2. I could give him some space and not talk to him until he approaches me.
3. I could give him some space for a while (another week or two), then try to resolve things between us.
Additional info, added Friday November 20 2015, 3:06 pm: Update: Thank you for your answer. I've started talking to him again; we're definitely staying friends. I'm still really confused about our relationship though – I've assumed that he's been spending less time with me because he wants to keep our relationship platonic. However, there's the possibility that he still likes me and is distancing himself from me because he's worried about ruining things, as I am. Maybe we should have a 'relationship talk'?. Want to answer more questions in the Sexual Health and Reproduction category? Maybe give some free advice about: General Sex Questions? Dragonflymagic answered Thursday November 5 2015, 10:23 pm: I think you may be correct when you fear you came across as needy to your friend. 3 yrs is a good amt of time to know each other so unless you have changed much, then in your favor, your friend should know that these are some of the issues that come along with you. Being in your position, of anything variant in gender ID or sexual orientation is hard enough for adults to admit and even worse for teens. So don't be too hard on yourself as you truly do have a need to talk about issues related to that. Might I suggest your using a support group website set up for those with other gender ID's, because there you will find others like you with the same issues, and those who can explain how they handled situations, what the outcomes were, and what the best thing to do is, and what not to do. Just put in a search for LGBT teen support group and you should get plenty hits.
As to which of numbers 1,2,3 to go for, I vote for number 1, mainly because its a mistake to try to guess what the other will do. He could be waiting for you to approach him and say something while you wait for him to make the first move so neither does. Then as time goes on with neither talking first, both of you begin to wonder how hurt or pissed the other is and begin to think the worst possible thoughts of what might be happening. If both of you come to the conclusion in your minds that its over, then no one approaches the other and you both go on miserable without each other. Yes, some people need time to cool down if upset. If he wasn't visibly upset or yelling, then likely its okay to approach him and say something.

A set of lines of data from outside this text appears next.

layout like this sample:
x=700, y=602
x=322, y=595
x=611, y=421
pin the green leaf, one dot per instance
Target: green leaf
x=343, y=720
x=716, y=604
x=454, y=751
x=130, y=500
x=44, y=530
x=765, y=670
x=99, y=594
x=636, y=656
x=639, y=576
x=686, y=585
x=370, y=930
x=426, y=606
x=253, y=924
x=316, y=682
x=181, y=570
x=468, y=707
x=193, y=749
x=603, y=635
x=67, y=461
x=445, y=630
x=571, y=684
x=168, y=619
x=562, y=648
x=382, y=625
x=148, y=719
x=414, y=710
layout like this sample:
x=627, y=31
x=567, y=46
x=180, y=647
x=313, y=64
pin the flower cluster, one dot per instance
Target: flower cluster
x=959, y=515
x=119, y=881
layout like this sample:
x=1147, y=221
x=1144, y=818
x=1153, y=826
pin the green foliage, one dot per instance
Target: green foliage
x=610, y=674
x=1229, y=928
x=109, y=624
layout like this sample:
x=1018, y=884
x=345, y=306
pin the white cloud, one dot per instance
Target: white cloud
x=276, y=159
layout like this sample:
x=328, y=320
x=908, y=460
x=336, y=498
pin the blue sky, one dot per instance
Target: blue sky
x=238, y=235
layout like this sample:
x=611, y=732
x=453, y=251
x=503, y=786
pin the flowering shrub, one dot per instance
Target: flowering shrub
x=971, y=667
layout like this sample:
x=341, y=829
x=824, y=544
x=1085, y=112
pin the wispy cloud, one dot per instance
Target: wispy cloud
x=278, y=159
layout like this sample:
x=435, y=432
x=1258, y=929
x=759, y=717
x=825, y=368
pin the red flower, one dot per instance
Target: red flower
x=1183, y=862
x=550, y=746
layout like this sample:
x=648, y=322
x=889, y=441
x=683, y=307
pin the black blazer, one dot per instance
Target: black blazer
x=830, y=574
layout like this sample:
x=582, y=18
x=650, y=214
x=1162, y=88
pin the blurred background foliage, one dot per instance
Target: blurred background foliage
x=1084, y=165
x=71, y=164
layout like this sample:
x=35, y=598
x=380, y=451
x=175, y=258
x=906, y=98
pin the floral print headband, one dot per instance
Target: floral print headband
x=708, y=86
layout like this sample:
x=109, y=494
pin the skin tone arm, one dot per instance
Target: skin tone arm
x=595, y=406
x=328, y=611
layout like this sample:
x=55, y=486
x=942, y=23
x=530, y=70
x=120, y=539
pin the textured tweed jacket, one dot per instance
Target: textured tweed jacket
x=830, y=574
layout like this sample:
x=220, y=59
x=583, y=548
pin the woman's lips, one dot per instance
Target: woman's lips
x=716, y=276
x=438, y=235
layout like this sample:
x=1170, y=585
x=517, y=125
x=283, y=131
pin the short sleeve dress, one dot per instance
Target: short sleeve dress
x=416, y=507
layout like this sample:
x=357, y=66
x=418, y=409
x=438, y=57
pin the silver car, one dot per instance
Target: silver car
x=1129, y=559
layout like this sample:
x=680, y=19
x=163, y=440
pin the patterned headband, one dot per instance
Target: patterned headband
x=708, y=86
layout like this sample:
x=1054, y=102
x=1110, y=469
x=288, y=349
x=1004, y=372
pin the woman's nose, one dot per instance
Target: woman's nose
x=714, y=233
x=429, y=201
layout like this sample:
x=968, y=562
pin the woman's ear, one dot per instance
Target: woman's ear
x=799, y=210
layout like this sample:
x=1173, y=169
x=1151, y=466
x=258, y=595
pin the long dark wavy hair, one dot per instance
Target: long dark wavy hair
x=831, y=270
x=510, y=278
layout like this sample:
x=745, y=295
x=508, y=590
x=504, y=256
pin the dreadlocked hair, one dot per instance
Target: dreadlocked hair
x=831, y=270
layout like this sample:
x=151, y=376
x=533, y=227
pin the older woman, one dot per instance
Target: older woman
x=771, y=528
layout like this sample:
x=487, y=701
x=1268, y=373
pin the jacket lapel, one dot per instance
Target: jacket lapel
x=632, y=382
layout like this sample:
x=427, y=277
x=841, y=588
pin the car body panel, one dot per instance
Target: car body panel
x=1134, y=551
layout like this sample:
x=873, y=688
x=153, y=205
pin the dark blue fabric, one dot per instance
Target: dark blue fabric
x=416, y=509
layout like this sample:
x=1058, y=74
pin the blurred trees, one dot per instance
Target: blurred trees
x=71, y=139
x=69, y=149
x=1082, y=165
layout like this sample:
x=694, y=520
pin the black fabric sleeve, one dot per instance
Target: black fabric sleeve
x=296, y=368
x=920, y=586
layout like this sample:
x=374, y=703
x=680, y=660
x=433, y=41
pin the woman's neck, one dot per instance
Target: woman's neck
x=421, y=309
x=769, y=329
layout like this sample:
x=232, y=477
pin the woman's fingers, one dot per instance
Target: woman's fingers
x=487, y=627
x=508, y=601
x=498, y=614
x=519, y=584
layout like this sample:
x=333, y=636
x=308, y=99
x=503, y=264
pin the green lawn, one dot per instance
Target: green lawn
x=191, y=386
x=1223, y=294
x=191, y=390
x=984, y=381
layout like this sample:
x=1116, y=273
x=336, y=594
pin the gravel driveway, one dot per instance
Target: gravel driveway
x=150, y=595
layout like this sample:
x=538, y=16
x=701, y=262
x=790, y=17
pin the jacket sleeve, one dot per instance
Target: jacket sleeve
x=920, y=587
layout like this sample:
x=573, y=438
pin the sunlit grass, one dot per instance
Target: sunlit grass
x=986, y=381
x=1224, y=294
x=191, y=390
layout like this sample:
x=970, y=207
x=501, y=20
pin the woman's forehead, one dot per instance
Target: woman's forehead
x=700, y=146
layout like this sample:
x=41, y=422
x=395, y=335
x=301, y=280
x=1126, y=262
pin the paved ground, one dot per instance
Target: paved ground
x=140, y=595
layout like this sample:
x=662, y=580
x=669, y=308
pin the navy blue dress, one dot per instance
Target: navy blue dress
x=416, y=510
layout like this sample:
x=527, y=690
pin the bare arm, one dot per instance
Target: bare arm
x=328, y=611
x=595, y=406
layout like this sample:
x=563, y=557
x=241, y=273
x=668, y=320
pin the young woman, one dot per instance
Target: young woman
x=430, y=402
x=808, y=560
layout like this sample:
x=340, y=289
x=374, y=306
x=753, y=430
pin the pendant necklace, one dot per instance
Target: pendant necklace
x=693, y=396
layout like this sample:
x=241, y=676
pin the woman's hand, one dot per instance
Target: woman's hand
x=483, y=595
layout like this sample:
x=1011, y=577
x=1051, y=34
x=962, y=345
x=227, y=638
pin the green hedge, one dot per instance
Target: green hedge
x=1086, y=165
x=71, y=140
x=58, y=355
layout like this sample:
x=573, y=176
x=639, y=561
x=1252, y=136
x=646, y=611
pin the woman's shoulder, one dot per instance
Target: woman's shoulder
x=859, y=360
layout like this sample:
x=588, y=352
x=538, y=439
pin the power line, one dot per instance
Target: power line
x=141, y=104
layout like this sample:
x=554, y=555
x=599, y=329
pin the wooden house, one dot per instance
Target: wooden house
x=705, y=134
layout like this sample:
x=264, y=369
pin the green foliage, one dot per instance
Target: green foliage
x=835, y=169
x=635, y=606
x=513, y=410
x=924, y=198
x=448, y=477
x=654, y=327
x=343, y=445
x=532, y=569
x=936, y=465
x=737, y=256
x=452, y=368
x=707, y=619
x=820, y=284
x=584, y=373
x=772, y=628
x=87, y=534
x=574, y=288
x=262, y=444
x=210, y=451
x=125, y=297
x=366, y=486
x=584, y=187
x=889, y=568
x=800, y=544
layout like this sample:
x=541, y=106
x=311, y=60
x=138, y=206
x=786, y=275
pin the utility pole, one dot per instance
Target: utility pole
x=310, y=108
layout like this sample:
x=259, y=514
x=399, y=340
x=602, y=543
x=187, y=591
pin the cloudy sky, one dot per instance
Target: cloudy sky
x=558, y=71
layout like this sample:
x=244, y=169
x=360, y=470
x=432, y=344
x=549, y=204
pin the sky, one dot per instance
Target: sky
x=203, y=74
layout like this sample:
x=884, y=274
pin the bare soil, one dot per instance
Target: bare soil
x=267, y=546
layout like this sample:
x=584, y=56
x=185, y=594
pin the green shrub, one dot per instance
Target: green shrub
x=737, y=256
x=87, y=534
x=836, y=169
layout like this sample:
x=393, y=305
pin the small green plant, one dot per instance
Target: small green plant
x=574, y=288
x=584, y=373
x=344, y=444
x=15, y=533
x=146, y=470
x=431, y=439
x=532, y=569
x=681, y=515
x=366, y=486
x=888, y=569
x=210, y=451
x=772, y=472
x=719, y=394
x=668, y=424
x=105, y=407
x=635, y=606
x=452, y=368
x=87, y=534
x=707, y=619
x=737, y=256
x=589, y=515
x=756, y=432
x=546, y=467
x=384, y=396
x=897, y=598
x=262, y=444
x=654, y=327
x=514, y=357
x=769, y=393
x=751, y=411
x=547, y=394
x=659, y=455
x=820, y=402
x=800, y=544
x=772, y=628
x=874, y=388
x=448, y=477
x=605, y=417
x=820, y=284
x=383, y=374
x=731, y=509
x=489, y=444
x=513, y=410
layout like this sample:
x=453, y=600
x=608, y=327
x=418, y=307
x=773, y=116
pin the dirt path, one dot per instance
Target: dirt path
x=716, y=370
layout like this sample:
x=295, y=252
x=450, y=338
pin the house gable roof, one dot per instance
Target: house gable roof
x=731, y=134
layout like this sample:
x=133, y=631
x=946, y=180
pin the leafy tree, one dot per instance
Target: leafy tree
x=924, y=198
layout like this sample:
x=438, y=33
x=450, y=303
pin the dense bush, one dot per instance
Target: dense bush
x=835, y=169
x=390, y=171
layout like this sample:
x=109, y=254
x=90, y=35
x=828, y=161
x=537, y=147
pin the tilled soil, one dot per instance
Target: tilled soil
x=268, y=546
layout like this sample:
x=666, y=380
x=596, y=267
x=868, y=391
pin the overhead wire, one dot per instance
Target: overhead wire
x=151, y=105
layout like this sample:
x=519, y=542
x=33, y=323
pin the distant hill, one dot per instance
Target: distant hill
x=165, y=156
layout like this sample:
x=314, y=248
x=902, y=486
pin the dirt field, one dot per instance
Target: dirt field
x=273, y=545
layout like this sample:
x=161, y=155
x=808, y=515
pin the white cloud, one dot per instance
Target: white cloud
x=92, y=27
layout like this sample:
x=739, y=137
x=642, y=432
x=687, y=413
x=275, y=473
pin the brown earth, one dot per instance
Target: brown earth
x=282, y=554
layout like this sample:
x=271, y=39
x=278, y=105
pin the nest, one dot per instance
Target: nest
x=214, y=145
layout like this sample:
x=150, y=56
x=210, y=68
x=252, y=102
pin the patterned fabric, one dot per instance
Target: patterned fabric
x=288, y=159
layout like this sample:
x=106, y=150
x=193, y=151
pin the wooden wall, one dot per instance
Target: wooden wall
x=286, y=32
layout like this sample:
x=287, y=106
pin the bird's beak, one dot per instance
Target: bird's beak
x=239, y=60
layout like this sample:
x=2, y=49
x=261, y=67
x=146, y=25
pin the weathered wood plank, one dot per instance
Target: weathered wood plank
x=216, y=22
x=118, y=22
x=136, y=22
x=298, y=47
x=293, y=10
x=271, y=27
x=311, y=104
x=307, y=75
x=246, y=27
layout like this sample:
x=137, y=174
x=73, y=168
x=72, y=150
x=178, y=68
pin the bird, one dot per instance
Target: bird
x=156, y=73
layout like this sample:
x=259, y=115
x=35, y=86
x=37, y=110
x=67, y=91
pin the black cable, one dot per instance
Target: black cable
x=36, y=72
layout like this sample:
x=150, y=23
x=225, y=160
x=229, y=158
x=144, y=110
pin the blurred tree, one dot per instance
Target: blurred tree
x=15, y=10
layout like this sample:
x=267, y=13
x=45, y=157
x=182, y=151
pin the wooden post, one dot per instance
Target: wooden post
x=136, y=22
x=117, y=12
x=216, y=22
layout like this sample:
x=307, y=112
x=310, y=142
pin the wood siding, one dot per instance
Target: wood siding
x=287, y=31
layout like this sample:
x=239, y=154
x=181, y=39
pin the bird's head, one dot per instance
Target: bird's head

Good luck. [ Dragonflymagic's advice column | Ask Dragonflymagic A Question ]
Lisette77 answered Thursday November 5 2015, 7:08 pm: First of all do not refer to yourself as queer!
I understand why you said that but it has a negative tone and there is NOTHING wrong with being gay.
Own it! even if you are in the closet. There will come a time where the closet door will open and you need to be in a good place to handle your new life.
2nd I am so terribly sorry for your loss. Its tough losing friends especially that way. Make sure you take the time to grieve whenever you need to. Thats important.
As far as your friend...
to me it doesnt sound like you can wait. I dont think its a big deal to confront him and apologize. and you can ask him if everything is ok with you guys? and just let him know that you value his friendship and see where it goes from there.
Sometimes too much space makes things even more awkward in my opinion and this can be a quick conversation.